Its purpose is to clear one’s mental and spiritual vision of God, and to let his truth make its full and proper impact on one’s mind and heart. It is a matter of talking to oneself about God and oneself; it is, indeed, often a matter of arguing with oneself, reasoning oneself out of moods of doubt and unbelief into a clear apprehension of God’s power and grace.
There is no point in being original for its own sake when the work of another has sufficiently made the point. Mr. Packer seems to have chosen every word with care and spiritual wisdom, though his appreciation of the Puritans certainly contributed to this definition, as is evident from their writings on the topic. So then, it would be simplest to break down the subject as he has broken it down.
“Meditation is the activity of calling to mind, and thinking over, and dwelling on, and applying to oneself, the various things that one knows about the works and ways and purposes and promises of God.” It is thus a disciplined activity. We readily recall the command, “Think on these things,” and indeed, this is the idea of meditation. The word Paul uses in Philippians 4 for “think” is logizomai, and it is the same word for “reckon” and “impute” in Romans 4 regarding justification. What God does in a legal sense toward sinners we are to do in a moral sense toward concepts by meditation. God decidedly beheld the sinner, declared him righteous on the basis of faith, and permanently viewed the individual according to that declaration. So, when we meditate on God, the goal is not simply to think about Him and then leave His presence. We desire to accomplish something. We desire to come away from meditation with an opinion and appreciation and passion for what we have just considered. We have decided to think on it, we have weighed its factors, and we have intelligently made it “ours” by concluding something about it that will forever frame how we view it henceforth.
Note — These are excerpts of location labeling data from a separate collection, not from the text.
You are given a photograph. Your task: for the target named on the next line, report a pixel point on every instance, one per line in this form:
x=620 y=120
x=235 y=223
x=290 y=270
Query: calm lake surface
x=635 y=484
This is the epitome of delighting in God’s Law. We are not only aiming to understand it; we want it to be impressed on our souls. It is a love for quality not quantity.
“It is an activity of holy thought, consciously performed in the presence of God, under the eye of God, by the help of God, as a means of communion with God.” This is the idea when David says, “Let the words of my mouth and the meditation of my heart be acceptable in Your sight, O Lord, my rock and my Redeemer” (Psalm 19:14). He recognized in another psalm (139) that God knew his thoughts before they exited his lips in prayer; therefore, if God knows thoughts, why should the thought life not be consecrated to Him in quiet meditation? As with any relationship, words are not the only means of deepening the mutual affection. Two can appreciate art together and so gravitate toward each other because of mutual taste. So, meditation brings us closer to God’s heart as the Spirit makes us appreciate things in the way He does. Though we are not speaking constantly to Him, we are aware that He is with us and so commune with Him by sharing His thoughts through His word.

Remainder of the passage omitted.